La decisión de inscribir a unos jugadores indispensables en este momento para el equipo de Hansi Flick ha de pasar por un juzgado. La decisión de pagar una comisión por el que se dice es el contrato más importante de la historia del fútbol la toma el presidente y tiene que ser aprobada sin conocerse la cantidad. Sin embargo, la misma junta directiva que aprueba comisiones extraordinarias a un intermediario aplica un decreto para inhabilitar a un grupo de aficionados, que lo han dado todo por animar al equipo, a cambio del pago de una multa de 21.000 euros.
La fecha de la vuelta a disputar partidos en el Estadi no se sabe, y cada vez que se pregunta, la respuesta es más lejana. Que el equipo, que tuvo un comienzo en la Liga tan esperanzador como cautivador, y que para algunos puristas el último partido que perdió en casa es el mejor que ha jugado, haya finalizado el año en tercer lugar, por detrás del Atlético y el Real Madrid, tampoco parece tema de preocupación. Es el Barça en estado inerte, pasivo. Dentro y fuera del terreno de juego. Mejor dicho, más en las oficinas que en el campo.

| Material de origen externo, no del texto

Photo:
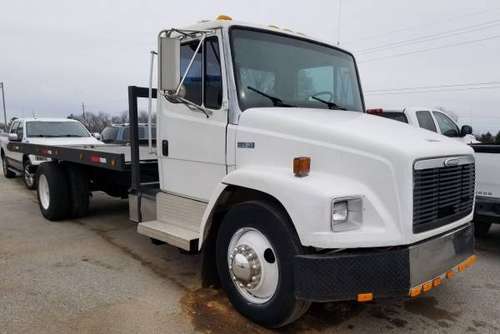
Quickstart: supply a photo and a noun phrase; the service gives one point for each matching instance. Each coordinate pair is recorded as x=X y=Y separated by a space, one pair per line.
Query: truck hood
x=352 y=154
x=353 y=129
x=64 y=141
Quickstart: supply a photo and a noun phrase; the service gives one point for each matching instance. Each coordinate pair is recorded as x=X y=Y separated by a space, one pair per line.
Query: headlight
x=347 y=213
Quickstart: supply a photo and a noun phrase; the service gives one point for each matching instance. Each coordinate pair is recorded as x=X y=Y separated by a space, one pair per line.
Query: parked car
x=120 y=133
x=43 y=131
x=487 y=209
x=430 y=119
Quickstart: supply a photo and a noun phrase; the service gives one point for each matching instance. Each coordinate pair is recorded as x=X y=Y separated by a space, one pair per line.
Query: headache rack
x=443 y=191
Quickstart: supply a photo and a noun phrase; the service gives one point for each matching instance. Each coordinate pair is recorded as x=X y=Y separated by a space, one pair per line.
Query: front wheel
x=5 y=168
x=255 y=249
x=29 y=175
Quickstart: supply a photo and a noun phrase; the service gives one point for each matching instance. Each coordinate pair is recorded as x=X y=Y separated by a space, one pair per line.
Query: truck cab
x=270 y=166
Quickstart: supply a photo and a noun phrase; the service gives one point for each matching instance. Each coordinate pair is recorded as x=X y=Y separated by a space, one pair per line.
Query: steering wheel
x=330 y=94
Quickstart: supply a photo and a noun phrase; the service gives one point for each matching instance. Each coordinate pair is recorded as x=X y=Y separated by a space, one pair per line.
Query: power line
x=432 y=49
x=426 y=38
x=437 y=86
x=433 y=90
x=412 y=27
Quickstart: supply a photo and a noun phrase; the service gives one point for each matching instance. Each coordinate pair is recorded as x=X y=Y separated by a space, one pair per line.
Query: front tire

La mayoría de la masa social del Barça ha caído en un estado de depresión o de hipnotismo. Todo lo que está pasando es merecedor de un #LaportaOut, pero nadie lo lanza. Han marchado tantos ejecutivos asustados por lo que han visto que venía, pero ninguno de ellos se ha atrevido a denunciar. Parece vivir feliz el presidente Joan Laporta. Continúa con su discurso lleno de promesas convenciendo a los compromisarios y a quien quiere creer en lo que pregona. Él cree en lo que hace por el amor que siente por el Barça. Pero ya se sabe que hay amores que matan. Laporta necesita presión interna y externa. Y en ninguno de los lados la tiene.
Acaba el Barça el 2024 sin arreglar su situación económica, con una gran mejoría en sus actuaciones en la Champions League, pero bajo la sospecha de que no todo lo que se dice ni todo lo que se hace es meritorio de credibilidad. Todo lo contrario. Genera mucha desconfianza.